Le expliqué brevemente mi situación y le pedí que vigilara a Yufei.
Ella asintió en acuerdo.
—No se preocupe, quien esté en nuestro hospital es nuestro paciente; ciertamente la cuidaremos bien.
Adelante con su asunto urgente; puede estar tranquilo aquí.
Aliviado por la promesa de la enfermera, me dirigí al estacionamiento y conduje hacia la empresa pisando el acelerador.
Para cuando llegué a la empresa, los comerciantes afuera habían desaparecido.
Al verme entrar, la recepcionista se acercó rápidamente y me dio una breve actualización.
—Los comerciantes están ahora en la sala de conferencias del quinto piso, y el Asistente Lin está tratando de calmarlos.
Asentí y me apresuré hacia el ascensor.
Tan pronto como llegué al quinto piso y las puertas del ascensor se abrieron, escuché ruidos fuertes, con ocasionales gritos de maldiciones y lenguaje soez.
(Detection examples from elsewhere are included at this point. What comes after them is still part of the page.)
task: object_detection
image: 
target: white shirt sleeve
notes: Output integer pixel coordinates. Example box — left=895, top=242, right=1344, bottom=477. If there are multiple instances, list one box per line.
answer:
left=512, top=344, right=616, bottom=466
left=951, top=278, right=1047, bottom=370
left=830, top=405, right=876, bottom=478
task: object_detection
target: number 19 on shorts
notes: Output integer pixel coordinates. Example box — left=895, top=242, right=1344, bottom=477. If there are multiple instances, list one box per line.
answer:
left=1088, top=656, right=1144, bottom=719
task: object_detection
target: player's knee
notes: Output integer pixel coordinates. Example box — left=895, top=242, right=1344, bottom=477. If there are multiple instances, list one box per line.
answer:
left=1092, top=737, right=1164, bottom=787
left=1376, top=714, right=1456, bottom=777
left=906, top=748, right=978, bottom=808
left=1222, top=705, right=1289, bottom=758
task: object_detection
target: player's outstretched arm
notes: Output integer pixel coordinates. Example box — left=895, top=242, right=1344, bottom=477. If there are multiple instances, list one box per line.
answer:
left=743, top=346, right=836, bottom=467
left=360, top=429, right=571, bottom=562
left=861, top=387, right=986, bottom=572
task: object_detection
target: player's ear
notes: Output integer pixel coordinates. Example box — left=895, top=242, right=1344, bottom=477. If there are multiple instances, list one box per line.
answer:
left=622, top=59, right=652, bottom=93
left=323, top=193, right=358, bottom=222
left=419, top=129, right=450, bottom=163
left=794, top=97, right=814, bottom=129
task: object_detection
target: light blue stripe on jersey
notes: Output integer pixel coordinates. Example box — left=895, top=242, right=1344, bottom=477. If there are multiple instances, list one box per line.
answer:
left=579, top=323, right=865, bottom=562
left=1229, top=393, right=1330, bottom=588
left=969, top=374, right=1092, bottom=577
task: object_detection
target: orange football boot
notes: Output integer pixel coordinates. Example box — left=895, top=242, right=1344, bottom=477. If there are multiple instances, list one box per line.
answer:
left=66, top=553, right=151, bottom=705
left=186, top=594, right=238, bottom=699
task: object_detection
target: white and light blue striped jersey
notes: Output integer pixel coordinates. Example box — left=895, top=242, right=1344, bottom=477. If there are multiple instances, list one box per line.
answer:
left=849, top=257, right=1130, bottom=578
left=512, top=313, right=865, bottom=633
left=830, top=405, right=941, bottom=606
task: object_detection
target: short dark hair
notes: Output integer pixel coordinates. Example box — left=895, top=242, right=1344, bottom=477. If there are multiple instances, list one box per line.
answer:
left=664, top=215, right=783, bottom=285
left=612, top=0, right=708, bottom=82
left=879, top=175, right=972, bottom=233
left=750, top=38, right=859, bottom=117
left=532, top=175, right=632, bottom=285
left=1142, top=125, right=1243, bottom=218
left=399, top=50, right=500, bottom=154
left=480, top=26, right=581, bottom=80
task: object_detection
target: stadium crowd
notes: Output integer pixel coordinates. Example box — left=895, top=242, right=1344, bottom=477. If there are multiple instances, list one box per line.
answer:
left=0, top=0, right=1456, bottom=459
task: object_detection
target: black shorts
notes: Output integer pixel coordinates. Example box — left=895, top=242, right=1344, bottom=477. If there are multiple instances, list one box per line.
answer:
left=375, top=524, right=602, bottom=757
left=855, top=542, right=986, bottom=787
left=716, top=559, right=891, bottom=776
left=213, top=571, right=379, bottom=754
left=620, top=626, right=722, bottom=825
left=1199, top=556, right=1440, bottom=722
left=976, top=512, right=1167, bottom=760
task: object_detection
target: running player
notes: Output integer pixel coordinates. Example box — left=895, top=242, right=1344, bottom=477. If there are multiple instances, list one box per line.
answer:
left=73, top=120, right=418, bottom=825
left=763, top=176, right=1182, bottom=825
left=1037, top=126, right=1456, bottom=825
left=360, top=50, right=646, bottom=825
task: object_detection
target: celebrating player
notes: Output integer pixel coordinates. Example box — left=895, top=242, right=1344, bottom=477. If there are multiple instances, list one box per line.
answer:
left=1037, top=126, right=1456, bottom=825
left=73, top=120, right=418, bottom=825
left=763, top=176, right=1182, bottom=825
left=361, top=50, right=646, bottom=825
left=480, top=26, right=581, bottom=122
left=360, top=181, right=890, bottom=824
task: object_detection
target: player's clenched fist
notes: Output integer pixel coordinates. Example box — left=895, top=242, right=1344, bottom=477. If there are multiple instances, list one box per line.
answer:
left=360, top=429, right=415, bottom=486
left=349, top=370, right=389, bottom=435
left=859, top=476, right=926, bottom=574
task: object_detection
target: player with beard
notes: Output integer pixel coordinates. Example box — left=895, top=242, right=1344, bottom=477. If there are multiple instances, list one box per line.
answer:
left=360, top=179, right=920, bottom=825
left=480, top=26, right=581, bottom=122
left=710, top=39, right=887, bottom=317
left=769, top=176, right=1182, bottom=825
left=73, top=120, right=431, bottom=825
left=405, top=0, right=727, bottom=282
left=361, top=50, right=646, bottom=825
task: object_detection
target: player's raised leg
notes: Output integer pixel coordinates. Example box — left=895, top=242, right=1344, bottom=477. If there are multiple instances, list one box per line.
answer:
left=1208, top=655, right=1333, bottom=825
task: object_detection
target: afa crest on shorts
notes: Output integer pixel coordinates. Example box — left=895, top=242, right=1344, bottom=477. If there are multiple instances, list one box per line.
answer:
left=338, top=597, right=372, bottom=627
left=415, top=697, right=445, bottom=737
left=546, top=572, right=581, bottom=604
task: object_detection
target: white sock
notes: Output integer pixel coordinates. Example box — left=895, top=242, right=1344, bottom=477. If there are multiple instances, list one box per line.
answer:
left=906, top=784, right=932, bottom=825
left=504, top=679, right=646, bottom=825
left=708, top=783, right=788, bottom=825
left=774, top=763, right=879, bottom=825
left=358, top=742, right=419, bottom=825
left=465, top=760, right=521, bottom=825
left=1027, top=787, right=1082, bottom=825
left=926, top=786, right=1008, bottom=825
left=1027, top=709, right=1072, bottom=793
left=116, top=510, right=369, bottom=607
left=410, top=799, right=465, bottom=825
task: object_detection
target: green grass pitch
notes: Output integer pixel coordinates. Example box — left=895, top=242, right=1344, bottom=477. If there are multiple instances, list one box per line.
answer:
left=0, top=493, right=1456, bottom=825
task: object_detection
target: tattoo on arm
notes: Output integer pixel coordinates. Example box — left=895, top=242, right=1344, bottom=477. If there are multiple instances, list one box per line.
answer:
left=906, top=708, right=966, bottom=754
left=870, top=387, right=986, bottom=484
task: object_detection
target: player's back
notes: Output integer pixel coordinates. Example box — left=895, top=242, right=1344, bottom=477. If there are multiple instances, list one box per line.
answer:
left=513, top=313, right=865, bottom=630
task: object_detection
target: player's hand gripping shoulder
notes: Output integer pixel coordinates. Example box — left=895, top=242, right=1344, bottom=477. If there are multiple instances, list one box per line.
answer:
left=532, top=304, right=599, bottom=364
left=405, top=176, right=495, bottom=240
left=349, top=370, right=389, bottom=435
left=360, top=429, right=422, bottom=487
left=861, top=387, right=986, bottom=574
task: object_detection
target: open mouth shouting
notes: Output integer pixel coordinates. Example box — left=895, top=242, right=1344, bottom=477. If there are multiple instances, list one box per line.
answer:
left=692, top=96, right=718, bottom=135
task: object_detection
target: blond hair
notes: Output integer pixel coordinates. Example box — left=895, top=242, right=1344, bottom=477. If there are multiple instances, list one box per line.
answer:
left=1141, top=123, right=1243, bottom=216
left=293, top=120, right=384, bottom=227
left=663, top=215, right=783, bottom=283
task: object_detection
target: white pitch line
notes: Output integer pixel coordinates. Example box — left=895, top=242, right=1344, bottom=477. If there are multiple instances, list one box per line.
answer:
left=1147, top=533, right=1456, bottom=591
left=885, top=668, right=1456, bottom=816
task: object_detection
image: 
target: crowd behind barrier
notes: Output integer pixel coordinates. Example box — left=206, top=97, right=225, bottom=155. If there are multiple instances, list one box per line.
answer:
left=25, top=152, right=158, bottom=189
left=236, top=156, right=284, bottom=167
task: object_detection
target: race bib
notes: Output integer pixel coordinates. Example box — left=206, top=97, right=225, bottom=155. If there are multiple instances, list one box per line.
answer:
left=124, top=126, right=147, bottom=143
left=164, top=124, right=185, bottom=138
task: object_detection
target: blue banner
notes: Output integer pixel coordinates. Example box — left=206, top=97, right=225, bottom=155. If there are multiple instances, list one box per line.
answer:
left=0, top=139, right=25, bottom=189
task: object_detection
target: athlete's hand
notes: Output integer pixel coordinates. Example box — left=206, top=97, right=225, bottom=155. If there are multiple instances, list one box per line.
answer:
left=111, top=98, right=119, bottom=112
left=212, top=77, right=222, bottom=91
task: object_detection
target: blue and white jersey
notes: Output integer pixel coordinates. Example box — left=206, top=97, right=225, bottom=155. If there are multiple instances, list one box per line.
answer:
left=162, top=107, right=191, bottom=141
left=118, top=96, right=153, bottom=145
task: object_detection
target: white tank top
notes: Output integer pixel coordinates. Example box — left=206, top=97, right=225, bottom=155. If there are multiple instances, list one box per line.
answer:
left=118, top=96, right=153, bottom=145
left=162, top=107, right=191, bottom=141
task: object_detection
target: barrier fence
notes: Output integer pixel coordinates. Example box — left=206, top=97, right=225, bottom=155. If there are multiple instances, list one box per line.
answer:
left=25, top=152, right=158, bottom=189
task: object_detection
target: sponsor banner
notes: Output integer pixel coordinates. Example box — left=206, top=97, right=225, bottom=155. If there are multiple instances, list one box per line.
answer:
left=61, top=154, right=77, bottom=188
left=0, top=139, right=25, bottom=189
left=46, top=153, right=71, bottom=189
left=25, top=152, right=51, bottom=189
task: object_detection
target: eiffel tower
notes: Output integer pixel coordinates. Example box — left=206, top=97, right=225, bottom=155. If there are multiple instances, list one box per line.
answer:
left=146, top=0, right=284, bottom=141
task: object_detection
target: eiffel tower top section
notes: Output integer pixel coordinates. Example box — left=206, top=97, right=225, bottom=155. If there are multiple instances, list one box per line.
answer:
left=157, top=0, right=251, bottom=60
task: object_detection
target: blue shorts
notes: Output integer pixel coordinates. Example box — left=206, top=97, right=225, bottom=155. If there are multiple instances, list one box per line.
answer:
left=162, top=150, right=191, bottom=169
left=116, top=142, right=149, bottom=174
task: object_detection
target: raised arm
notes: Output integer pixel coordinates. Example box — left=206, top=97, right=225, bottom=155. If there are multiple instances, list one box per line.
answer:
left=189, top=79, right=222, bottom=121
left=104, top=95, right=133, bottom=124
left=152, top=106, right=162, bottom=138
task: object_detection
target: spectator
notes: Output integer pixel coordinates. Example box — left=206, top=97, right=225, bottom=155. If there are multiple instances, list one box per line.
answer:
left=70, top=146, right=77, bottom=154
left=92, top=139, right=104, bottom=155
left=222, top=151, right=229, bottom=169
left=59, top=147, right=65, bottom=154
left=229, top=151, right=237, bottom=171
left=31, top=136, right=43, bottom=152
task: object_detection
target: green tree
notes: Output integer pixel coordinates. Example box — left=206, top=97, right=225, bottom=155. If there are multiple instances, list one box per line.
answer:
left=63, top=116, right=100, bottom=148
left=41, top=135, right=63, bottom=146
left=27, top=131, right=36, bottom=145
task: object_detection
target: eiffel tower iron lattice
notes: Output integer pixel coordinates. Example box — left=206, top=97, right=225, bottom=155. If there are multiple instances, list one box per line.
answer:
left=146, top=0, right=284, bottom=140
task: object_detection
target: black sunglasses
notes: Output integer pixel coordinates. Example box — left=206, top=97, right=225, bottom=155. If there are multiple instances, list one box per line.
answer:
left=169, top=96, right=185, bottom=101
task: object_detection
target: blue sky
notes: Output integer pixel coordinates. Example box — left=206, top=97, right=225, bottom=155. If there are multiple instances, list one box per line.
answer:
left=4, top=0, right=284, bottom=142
Estaba preocupado por la situación de Lin Xiaoyi, así que llamé a seguridad abajo antes de dirigirme a la sala de conferencias.
En el momento en que entré, escuché a un comerciante pontificando:
—Confiamos en la Corporación Zheng para comprar sus productos.
¿Ahora qué es eso de que nos endilgan mercancía defectuosa?
¿Qué están tramando?
¿Creen que pueden abusar de nosotros solo porque son una gran empresa?
Otro hombre intervino:
—Exactamente.
Desde que una mujer se hizo cargo de la Corporación Zheng, ha ido cuesta abajo día tras día.
¿Cuántas veces ha sucedido algo como esto recientemente?
Yo digo, si Yufei puede dirigir, que dirija, pero si no puede, debería retirarse temprano.
Avanzando, golpeé la mesa con la palma de mi mano, un fuerte golpe que instantáneamente silenció la habitación.
Los comerciantes intercambiaron miradas, sin palabras y sin atreverse a pronunciar otra palabra.